JSON Schema Validation in Ruby
You expect input from the outside world in JSON format and want to make sure it has all the properties you expect? Great, say hello to JSON Schema. In this post I’ll go over defining a schema and using it to validate JSON input in a Ruby program using the json_schemer gem.
Modeling the Input
Validating input is rarely done for its own sake, but in order to check that the input fits to some kind of model. This model can specify presence or absence of attributes, allowed values, or integrity constraints across objects.

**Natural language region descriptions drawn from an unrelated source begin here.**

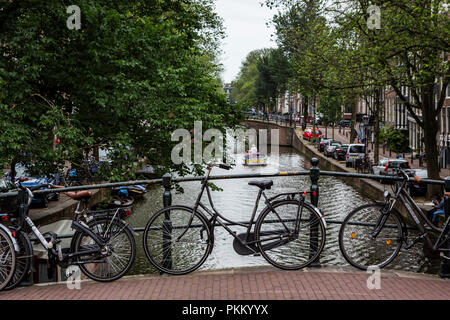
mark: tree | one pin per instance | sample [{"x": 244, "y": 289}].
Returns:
[
  {"x": 263, "y": 78},
  {"x": 330, "y": 103},
  {"x": 132, "y": 74},
  {"x": 410, "y": 49}
]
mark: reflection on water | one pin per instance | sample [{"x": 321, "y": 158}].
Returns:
[{"x": 236, "y": 202}]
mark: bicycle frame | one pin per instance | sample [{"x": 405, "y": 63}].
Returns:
[
  {"x": 76, "y": 225},
  {"x": 414, "y": 211}
]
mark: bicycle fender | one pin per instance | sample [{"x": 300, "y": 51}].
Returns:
[{"x": 14, "y": 241}]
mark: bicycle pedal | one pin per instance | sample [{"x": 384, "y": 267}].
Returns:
[{"x": 443, "y": 256}]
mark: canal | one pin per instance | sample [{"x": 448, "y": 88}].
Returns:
[{"x": 236, "y": 202}]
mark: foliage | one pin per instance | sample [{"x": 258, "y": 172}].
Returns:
[
  {"x": 262, "y": 79},
  {"x": 330, "y": 102}
]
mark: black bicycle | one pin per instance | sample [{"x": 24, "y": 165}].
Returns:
[
  {"x": 103, "y": 244},
  {"x": 289, "y": 232},
  {"x": 372, "y": 234}
]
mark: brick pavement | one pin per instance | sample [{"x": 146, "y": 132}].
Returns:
[{"x": 329, "y": 283}]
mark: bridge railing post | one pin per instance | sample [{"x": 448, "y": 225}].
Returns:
[
  {"x": 444, "y": 271},
  {"x": 314, "y": 174},
  {"x": 167, "y": 223}
]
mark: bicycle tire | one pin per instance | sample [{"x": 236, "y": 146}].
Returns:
[
  {"x": 24, "y": 259},
  {"x": 7, "y": 259},
  {"x": 356, "y": 244},
  {"x": 120, "y": 235},
  {"x": 297, "y": 253},
  {"x": 186, "y": 255}
]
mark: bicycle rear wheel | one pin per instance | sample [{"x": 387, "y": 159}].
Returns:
[
  {"x": 115, "y": 258},
  {"x": 24, "y": 259},
  {"x": 7, "y": 259},
  {"x": 278, "y": 241},
  {"x": 171, "y": 254},
  {"x": 357, "y": 244}
]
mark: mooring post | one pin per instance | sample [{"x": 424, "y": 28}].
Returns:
[
  {"x": 167, "y": 223},
  {"x": 445, "y": 260},
  {"x": 314, "y": 174}
]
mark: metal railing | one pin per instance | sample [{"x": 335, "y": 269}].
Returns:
[{"x": 314, "y": 174}]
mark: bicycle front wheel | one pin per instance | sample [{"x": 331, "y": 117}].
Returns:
[
  {"x": 23, "y": 260},
  {"x": 174, "y": 246},
  {"x": 115, "y": 258},
  {"x": 358, "y": 243},
  {"x": 291, "y": 236},
  {"x": 7, "y": 259}
]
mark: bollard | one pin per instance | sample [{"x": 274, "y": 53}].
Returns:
[
  {"x": 167, "y": 223},
  {"x": 314, "y": 174},
  {"x": 444, "y": 272}
]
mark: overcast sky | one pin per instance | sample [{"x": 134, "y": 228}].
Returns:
[{"x": 246, "y": 30}]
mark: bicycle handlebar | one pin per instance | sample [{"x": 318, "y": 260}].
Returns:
[{"x": 220, "y": 165}]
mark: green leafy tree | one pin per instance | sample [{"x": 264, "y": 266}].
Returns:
[{"x": 132, "y": 74}]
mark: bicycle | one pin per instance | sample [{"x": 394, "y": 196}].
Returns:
[
  {"x": 379, "y": 229},
  {"x": 178, "y": 239},
  {"x": 8, "y": 253},
  {"x": 103, "y": 244}
]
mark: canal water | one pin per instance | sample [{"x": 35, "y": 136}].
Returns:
[{"x": 236, "y": 202}]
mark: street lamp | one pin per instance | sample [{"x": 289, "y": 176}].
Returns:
[{"x": 366, "y": 130}]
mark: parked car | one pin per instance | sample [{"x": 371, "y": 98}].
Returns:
[
  {"x": 36, "y": 183},
  {"x": 344, "y": 123},
  {"x": 354, "y": 151},
  {"x": 324, "y": 143},
  {"x": 380, "y": 168},
  {"x": 317, "y": 134},
  {"x": 340, "y": 152},
  {"x": 330, "y": 149},
  {"x": 8, "y": 204},
  {"x": 419, "y": 188}
]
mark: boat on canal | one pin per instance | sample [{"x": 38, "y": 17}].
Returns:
[{"x": 255, "y": 159}]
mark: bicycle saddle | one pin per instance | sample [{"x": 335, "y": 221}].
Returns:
[
  {"x": 80, "y": 195},
  {"x": 264, "y": 184}
]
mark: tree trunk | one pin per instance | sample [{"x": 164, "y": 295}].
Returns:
[
  {"x": 376, "y": 152},
  {"x": 314, "y": 119},
  {"x": 431, "y": 149},
  {"x": 13, "y": 171},
  {"x": 352, "y": 125}
]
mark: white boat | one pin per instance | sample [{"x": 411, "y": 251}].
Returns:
[{"x": 255, "y": 159}]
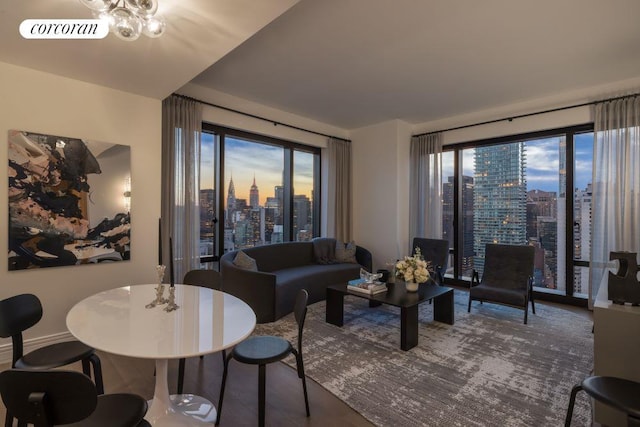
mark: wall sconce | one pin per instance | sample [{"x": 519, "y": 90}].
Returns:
[{"x": 127, "y": 194}]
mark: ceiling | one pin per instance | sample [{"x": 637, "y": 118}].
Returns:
[
  {"x": 352, "y": 63},
  {"x": 199, "y": 32}
]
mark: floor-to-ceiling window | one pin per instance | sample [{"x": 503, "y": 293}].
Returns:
[
  {"x": 255, "y": 190},
  {"x": 531, "y": 189}
]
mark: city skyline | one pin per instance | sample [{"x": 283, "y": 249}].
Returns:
[
  {"x": 542, "y": 163},
  {"x": 245, "y": 159}
]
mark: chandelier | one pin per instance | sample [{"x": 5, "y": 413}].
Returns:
[{"x": 128, "y": 18}]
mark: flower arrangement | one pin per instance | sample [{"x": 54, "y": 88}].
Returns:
[{"x": 413, "y": 268}]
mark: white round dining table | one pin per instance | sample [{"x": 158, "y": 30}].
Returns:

As example, let’s model events for a calendar. Events should have a title and a date. With this we can look into a calendar and quickly see what happens and when it happens. Further, we can add a longer description, and a time. If the event has a time, it can also have an end time, but the end time is not allowed if the (start) time is not set.
(You could also model this differently, e.g. not require a title, but instead a location, or not use an end time but a duration attribute.)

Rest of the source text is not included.